Total Player Summary
As the table above shows, the longer a prospect is in the minor leagues, the less chance they have of making an impact in the major leagues. This makes sense, because if a prospect is outperforming everyone in the minor leagues, they will be called up much sooner to help the major league club than everyone else. This leads me to believe that this table may not be the most informative for every minor leaguer. Perhaps, if we segment the data between Baseball America’s top 100 prospects and every other prospect, we will get a more accurate depiction of minor league development. It is essential to remember that the more we split the data, the less accurate our individual values may be. Therefore, we should not take the numerical value of WAR for each grouping too seriously.

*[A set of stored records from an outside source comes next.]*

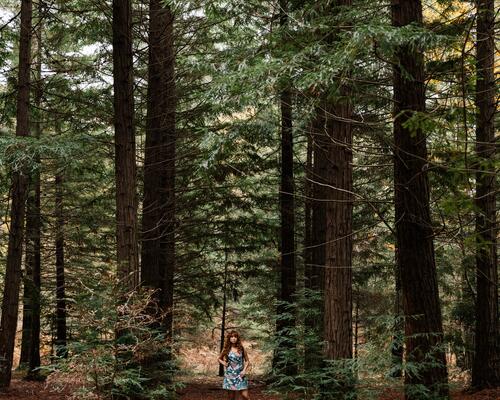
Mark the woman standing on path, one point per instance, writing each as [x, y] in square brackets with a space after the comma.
[235, 359]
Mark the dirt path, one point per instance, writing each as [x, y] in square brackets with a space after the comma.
[197, 388]
[210, 388]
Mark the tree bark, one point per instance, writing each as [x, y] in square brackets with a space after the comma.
[10, 306]
[314, 280]
[338, 256]
[158, 221]
[125, 167]
[423, 324]
[30, 343]
[486, 366]
[61, 334]
[287, 286]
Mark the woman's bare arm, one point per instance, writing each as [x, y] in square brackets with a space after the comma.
[247, 364]
[222, 361]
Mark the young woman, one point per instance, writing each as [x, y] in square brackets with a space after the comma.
[235, 359]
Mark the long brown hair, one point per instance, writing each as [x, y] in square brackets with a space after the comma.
[228, 344]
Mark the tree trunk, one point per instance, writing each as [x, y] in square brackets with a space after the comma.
[125, 167]
[10, 306]
[486, 366]
[423, 326]
[30, 343]
[285, 326]
[61, 339]
[338, 257]
[397, 350]
[224, 305]
[316, 177]
[158, 222]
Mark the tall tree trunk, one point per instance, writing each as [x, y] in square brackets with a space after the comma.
[125, 167]
[158, 222]
[19, 191]
[397, 350]
[61, 339]
[316, 176]
[423, 326]
[486, 366]
[224, 305]
[285, 326]
[30, 343]
[338, 257]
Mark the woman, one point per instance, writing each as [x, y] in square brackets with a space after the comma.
[235, 360]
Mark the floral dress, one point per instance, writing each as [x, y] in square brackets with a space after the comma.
[232, 378]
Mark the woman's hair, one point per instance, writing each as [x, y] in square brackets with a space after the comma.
[228, 344]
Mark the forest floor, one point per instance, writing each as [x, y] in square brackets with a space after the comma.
[196, 388]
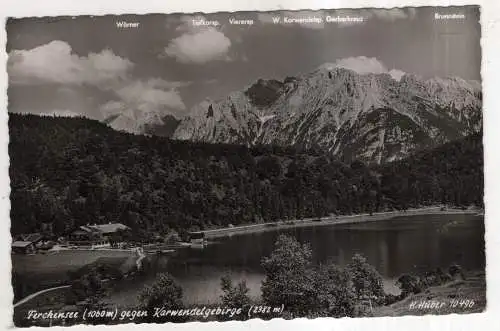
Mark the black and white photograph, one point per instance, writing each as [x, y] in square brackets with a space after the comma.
[232, 166]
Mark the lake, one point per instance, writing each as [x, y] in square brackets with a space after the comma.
[394, 246]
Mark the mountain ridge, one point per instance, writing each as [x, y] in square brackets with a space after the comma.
[390, 117]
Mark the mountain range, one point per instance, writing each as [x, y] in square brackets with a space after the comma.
[372, 117]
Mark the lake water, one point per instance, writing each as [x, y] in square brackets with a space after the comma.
[394, 247]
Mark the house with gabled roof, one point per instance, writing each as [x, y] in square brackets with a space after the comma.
[97, 235]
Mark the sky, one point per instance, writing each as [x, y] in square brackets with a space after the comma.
[86, 65]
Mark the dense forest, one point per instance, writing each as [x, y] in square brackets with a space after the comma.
[67, 172]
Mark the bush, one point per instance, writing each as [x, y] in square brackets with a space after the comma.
[235, 296]
[289, 278]
[366, 280]
[164, 292]
[409, 284]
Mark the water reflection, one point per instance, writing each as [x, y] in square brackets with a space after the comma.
[396, 246]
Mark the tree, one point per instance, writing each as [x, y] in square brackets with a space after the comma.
[164, 292]
[289, 279]
[336, 296]
[235, 296]
[409, 284]
[366, 280]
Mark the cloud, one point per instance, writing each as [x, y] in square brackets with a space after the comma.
[55, 63]
[142, 103]
[396, 74]
[362, 65]
[365, 65]
[151, 95]
[199, 47]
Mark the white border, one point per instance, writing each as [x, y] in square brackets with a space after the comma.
[490, 43]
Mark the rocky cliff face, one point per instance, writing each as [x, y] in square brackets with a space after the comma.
[372, 117]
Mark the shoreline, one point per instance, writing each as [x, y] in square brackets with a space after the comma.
[341, 219]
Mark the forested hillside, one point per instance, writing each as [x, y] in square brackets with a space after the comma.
[74, 171]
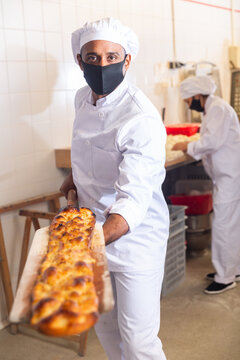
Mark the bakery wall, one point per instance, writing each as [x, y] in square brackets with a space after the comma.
[38, 80]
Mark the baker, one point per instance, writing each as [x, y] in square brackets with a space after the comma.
[118, 156]
[219, 149]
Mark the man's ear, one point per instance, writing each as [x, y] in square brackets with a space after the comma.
[80, 61]
[127, 61]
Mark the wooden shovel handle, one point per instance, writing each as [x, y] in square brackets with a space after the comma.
[72, 197]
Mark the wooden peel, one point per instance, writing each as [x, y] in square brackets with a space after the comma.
[71, 200]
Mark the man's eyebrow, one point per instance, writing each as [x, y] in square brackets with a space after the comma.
[109, 53]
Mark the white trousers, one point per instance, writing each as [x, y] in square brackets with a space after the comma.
[130, 330]
[226, 241]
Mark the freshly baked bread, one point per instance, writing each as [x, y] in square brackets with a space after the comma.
[64, 300]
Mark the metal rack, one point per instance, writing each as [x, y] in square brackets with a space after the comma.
[235, 90]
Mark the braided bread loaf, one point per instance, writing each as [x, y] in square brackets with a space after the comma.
[64, 300]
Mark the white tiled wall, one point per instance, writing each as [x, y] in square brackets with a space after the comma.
[38, 79]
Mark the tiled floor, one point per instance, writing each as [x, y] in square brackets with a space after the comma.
[194, 326]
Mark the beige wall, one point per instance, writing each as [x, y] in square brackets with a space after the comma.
[38, 80]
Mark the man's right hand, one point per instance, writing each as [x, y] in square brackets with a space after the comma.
[67, 185]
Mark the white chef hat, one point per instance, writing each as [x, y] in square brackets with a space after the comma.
[105, 29]
[197, 85]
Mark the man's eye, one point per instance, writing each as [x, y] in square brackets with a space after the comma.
[112, 57]
[91, 58]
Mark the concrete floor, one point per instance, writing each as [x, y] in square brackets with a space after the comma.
[194, 326]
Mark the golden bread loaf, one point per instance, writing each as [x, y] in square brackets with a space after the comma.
[64, 300]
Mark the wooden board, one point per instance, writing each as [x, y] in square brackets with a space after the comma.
[21, 307]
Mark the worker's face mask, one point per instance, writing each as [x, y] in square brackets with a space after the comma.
[196, 105]
[103, 79]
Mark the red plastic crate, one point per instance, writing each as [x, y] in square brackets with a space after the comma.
[197, 204]
[182, 129]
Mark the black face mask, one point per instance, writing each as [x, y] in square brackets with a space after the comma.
[196, 105]
[103, 79]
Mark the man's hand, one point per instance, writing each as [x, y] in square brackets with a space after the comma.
[181, 146]
[67, 185]
[114, 227]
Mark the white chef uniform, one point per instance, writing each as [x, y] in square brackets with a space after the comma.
[118, 156]
[219, 149]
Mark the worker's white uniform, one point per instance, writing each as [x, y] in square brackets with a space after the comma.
[118, 156]
[219, 149]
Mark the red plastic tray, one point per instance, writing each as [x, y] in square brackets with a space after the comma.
[182, 129]
[197, 204]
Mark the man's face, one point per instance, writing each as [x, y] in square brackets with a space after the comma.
[188, 101]
[103, 53]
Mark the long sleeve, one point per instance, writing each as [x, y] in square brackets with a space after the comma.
[213, 136]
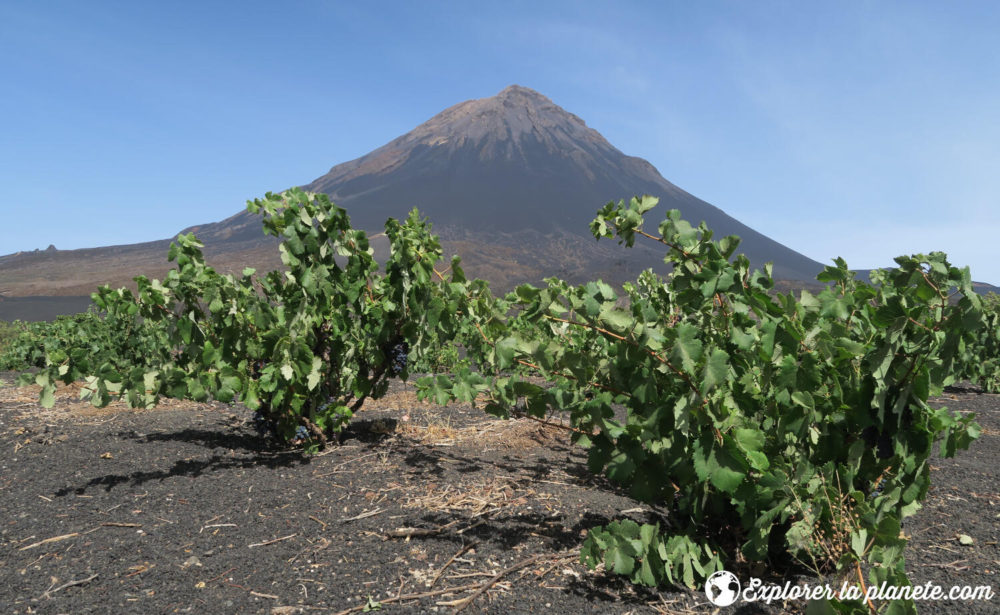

It is more important to take an overall view of the values in the tables below before drawing any conclusions about player development.
Median WAR for Top 100 Prospects
Top 100 Prospects Summary
Yet again, we see that college players develop the quickest and that high school players take a little longer to develop. College players also have a quick drop in production after 1000 plate appearances, but they still yield the highest production of the three groups. International prospects are a bit of a mystery here. There does not seem to be a pattern in their production. I assume this is because there are major differences in baseball development between South American prospects, Japanese prospects and Canadian prospects, and any other nation’s prospects you can think of. In the future I may revisit this issue, but for now I’ll have to make do with what I have.
Median WAR for Non-Top 100 Prospects
Non-Top 100 Prospects Summary
As expected, we see a dramatic drop in overall WAR across the board. This means that Baseball America is usually correct when identifying the most impactful future major league players. Kudos to you Baseball America. We also observe that these groups of players develop a bit more slowly than their more heralded prospects. These college players continue to peak early, but they are still 500 plate appearances in development behind the top prospects. High school players take even longer to develop now with a peak of 2.8 WAR in the 2001-2500 plate appearances group as opposed to 15.4 WAR in the 1001-1500 plate appearances group for the top high school prospects. International players are much more consistent in this table than the previous one. Unfortunately, they also have the worst total median WAR of 0.1.
So let’s do a quick recap. Usually the less time a player spends in the minors, the more productive they will be in the majors. High school prospects offer the most production, while international prospects offer the least production and college prospects fall somewhere in-between. We also observed that college prospects develop the quickest, high school prospects develop a little slower and international prospects are a bit of a mixed bag. I attributed this to simply combining all foreign born players into one group instead of by nation or continent. I hope this article has been informative and that it provides some guidance on when teams should consider calling up their most prized assets.